Im Evangelium dieses Sonntags hören wir das Gleichnis vom Sämann. Dieser sät und manches fällt auf fruchtbaren Boden und wächst und gedeiht. Manches fällt auf steinigen Boden oder auf Boden, der nicht die nötige Tiefe hat, und kann sich nicht entfalten und stirbt ab.

Mit Blick auf das Unkraut hier im Hof kann ich nur sagen: Von wegen Absterben! Von wegen: Die Saat verdorrte auf steinigem Grund, weil sie keine Wurzeln hatte. Der Evangelist kannte offenbar unseren Hof nicht! Da verdorrt nichts, da ist das Unkraut einfach nicht auszurotten.

Mir ist schon klar, was das Gleichnis des Evangeliums letztlich sagen will. Natürlich hat es die Saat an manchen Stellen leichter und an anderen schwerer, wirklich aufzugehen. Und selbstverständlich gibt es Boden, der geeigneter ist und Umstände, die üppige Vegetation geradezu garantieren. Und es gibt Gegenden, die einfach Wüste sind, die einfach nur tot erscheinen.

Aber auch die Wüste lebt. Und eben auch unser Hof. Und die ist damit für mich nicht weniger ein Gleichnis - und ein ganz wichtiges noch dazu.

Ohne dieses Gleichnis macht mir das heutige Evangelium nämlich Angst. So kann es ja nicht gemeint sein, dass Gott seinen Samen ausstreut, manche kapieren es, manche nehmen sein Wort auf und die anderen haben dann eben verloren. So kann ich das nicht glauben.

Da will ich das Bild des Hofes vor dem Elisabethraum auf jeden Fall dazu legen. Dieses Bild nämlich sagt mir, dass letztlich kein Same, den Gott ausstreut, auf Dauer verloren bleibt.

Mag schon sein, dass er ganz anders aufgeht, als wir uns das vorstellen oder wünschen. An einer Steilküste entsteht eben kein mähdreschergerechtes Weizenfeld. Und wer von einem ordentlich angelegten japanischen Garten träumt, wird von einer Blumenwiese möglicherweise enttäuscht sein.

Aber kommt es denn darauf an, was wir uns vorstellen? Ich will darauf vertrauen, dass das, was Gott erwartet, auch wirklich geschieht, dass das, was er sät, nicht verloren geht. Da kann das Kraut noch so oft gejätet werden, da mögen noch so widrige Umstände herrschen - Gott und seine Setzlinge werden sich durchsetzen! Darauf vertraue ich. Am Ende wächst es auch auf steinigem Boden.

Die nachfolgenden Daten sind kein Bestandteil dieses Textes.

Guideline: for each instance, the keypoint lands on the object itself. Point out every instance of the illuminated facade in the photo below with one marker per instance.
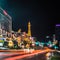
(29, 29)
(5, 21)
(57, 32)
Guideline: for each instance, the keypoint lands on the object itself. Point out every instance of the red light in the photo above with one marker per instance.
(4, 12)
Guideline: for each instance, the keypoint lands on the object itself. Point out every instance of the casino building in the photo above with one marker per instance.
(5, 22)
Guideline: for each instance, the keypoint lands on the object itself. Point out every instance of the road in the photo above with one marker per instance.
(26, 55)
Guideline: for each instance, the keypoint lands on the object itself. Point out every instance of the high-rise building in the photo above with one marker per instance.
(5, 21)
(57, 33)
(29, 29)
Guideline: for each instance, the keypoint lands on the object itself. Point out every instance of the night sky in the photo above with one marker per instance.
(43, 15)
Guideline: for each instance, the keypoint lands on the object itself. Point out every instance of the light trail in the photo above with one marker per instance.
(36, 52)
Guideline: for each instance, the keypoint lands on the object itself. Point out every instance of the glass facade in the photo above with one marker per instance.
(5, 21)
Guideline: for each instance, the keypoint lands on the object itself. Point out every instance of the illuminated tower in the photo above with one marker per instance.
(5, 21)
(29, 29)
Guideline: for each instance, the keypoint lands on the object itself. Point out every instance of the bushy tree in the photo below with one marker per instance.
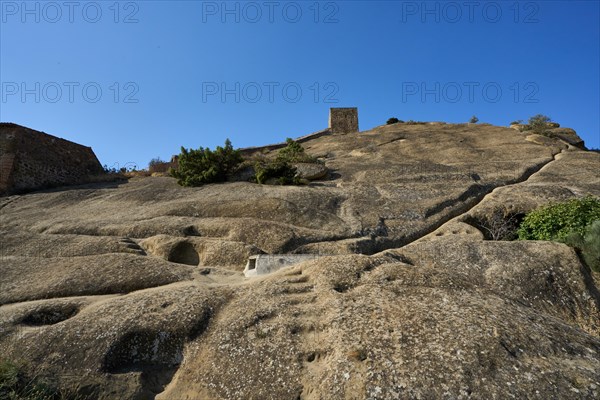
(588, 244)
(280, 169)
(293, 152)
(202, 166)
(557, 221)
(282, 172)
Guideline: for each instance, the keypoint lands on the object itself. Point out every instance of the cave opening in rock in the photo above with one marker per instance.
(184, 253)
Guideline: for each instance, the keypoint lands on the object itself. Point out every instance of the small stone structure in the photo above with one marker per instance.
(32, 160)
(343, 120)
(263, 264)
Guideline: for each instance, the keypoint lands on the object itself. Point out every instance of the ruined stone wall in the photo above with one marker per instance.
(343, 120)
(33, 160)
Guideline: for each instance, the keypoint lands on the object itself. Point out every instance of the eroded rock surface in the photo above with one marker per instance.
(135, 290)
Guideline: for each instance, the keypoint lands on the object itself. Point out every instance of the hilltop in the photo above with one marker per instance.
(135, 289)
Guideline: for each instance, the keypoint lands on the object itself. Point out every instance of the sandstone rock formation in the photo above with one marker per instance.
(134, 290)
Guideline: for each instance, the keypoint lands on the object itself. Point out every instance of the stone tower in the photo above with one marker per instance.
(32, 160)
(343, 120)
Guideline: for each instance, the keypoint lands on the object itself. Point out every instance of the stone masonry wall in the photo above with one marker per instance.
(33, 160)
(343, 120)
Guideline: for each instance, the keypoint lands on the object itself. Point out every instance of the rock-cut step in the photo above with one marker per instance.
(130, 246)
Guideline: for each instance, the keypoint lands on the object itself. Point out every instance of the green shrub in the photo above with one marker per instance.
(557, 221)
(588, 244)
(281, 171)
(293, 152)
(158, 165)
(17, 385)
(201, 166)
(539, 123)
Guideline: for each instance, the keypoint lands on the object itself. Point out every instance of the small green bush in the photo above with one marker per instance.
(588, 244)
(16, 385)
(202, 166)
(281, 171)
(557, 221)
(539, 123)
(293, 152)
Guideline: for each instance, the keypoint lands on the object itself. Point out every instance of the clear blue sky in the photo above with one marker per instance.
(194, 73)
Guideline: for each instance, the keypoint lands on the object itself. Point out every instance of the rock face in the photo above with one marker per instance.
(135, 290)
(32, 160)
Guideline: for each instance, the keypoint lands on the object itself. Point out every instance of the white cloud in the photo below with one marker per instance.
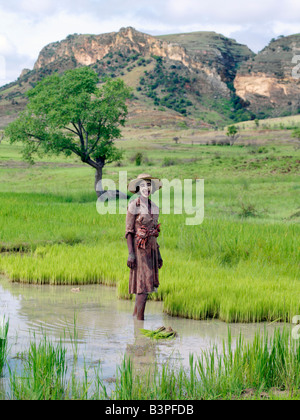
(26, 26)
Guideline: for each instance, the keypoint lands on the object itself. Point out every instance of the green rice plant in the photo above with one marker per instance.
(264, 365)
(161, 333)
(4, 326)
(44, 375)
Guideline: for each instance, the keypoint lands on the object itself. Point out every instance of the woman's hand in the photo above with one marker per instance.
(131, 262)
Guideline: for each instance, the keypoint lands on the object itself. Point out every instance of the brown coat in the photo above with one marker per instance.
(144, 277)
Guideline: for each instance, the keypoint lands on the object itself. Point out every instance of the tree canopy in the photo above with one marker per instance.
(68, 114)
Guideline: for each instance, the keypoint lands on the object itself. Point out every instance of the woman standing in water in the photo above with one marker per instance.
(142, 229)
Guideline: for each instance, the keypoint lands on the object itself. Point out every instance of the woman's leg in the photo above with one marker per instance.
(141, 299)
(135, 307)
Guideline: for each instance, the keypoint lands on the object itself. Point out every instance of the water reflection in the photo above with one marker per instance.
(105, 328)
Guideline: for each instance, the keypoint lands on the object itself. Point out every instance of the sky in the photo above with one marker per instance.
(26, 26)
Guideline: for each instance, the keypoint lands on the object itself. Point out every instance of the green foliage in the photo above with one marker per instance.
(70, 114)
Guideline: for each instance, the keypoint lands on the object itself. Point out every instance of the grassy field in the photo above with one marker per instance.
(266, 368)
(241, 264)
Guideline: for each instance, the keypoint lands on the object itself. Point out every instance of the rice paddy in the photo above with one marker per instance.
(241, 265)
(266, 368)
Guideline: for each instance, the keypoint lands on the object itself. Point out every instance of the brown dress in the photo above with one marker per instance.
(144, 277)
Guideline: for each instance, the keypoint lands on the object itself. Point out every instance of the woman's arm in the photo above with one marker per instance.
(131, 262)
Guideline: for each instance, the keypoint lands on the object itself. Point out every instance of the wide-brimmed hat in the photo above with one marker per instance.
(156, 182)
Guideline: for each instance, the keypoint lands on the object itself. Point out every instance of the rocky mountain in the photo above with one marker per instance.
(270, 81)
(197, 78)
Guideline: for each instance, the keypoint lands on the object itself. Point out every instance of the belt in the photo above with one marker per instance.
(143, 234)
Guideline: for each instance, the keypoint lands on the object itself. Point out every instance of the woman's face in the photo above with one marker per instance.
(145, 188)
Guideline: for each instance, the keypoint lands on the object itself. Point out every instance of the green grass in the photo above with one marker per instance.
(239, 265)
(4, 326)
(267, 366)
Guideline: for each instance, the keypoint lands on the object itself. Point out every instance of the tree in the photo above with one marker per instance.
(233, 134)
(69, 114)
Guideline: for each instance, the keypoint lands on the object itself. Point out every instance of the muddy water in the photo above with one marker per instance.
(105, 328)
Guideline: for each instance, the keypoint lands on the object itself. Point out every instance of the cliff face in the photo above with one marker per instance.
(201, 75)
(217, 65)
(270, 82)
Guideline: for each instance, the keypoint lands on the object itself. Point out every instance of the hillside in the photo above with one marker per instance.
(266, 81)
(200, 78)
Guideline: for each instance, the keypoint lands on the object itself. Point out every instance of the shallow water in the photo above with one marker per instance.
(105, 328)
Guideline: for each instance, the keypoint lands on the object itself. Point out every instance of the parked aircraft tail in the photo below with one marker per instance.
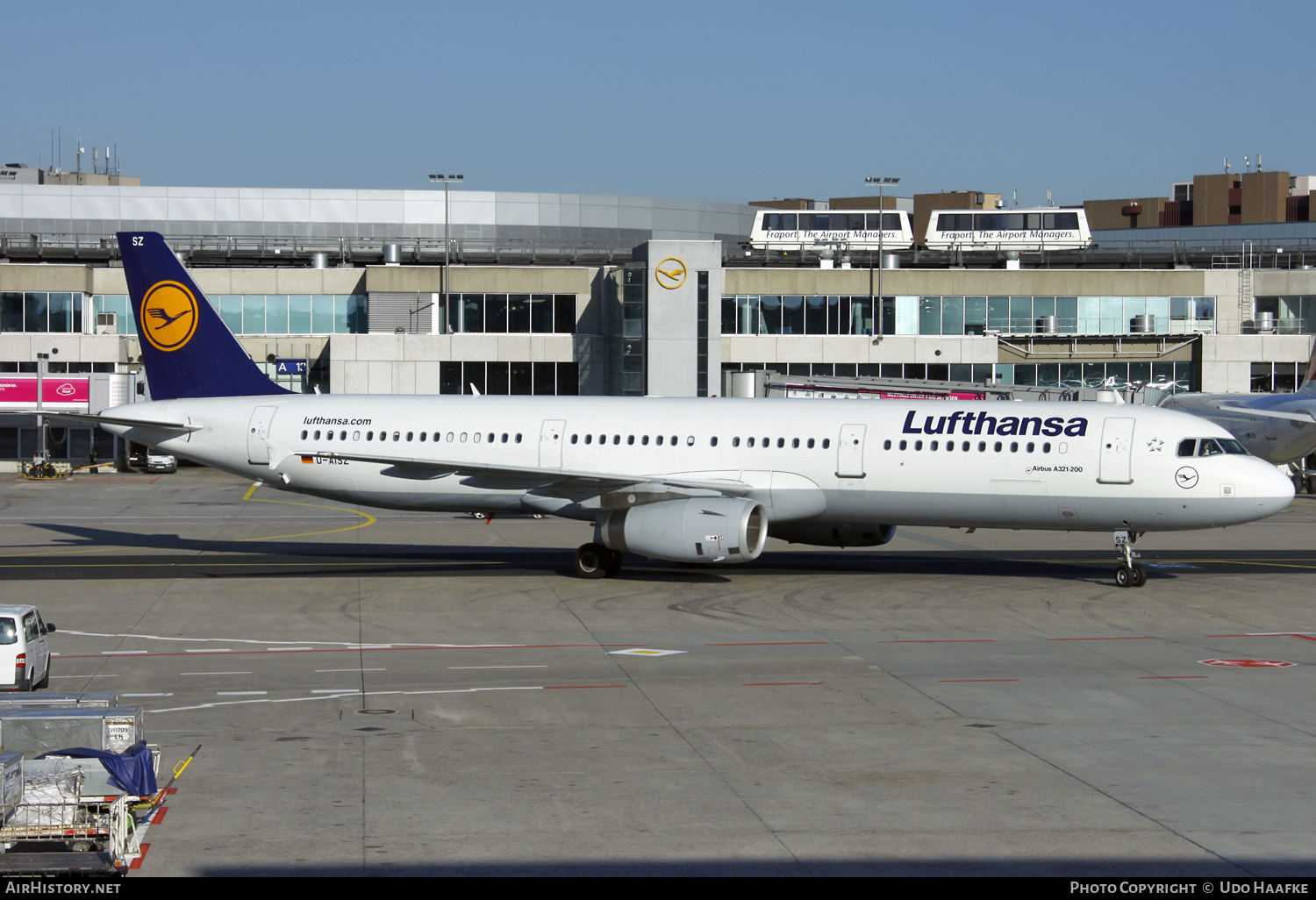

Enttäuscht werden wir nur sein, wenn wir uns ganz feste Vorstellungen gemacht haben, was am Ende für eine Pflanze entstehen soll. Eltern, die von einer strammen Katholikin als Tochter träumen, werden vielleicht schon fast verzweifeln, wenn die Tochter kaum noch zur Kirche geht, sich aber bei fridays for future leidenschaftlich engagiert. Enttäuscht wird nur, wer sich ganz feste Vorstellungen macht.

Was für eine Ahnung haben wir denn letztlich davon, welche Pflanze sich Gott in den Kopf gesetzt hat. Nur darauf aber kommt es an! Er ist der Sämann. Wir können das Wachsen nur begleiten. Und maßen wir uns nicht an, entscheiden zu wollen, was für Gott Nutzpflanzen und was Unkraut zu sein hat.

Was weiß ich denn, von welchem Löwenzahn Gott träumt. In einem aber, da bin ich mir ganz sicher: Dass er am Ende üppig blühen wird.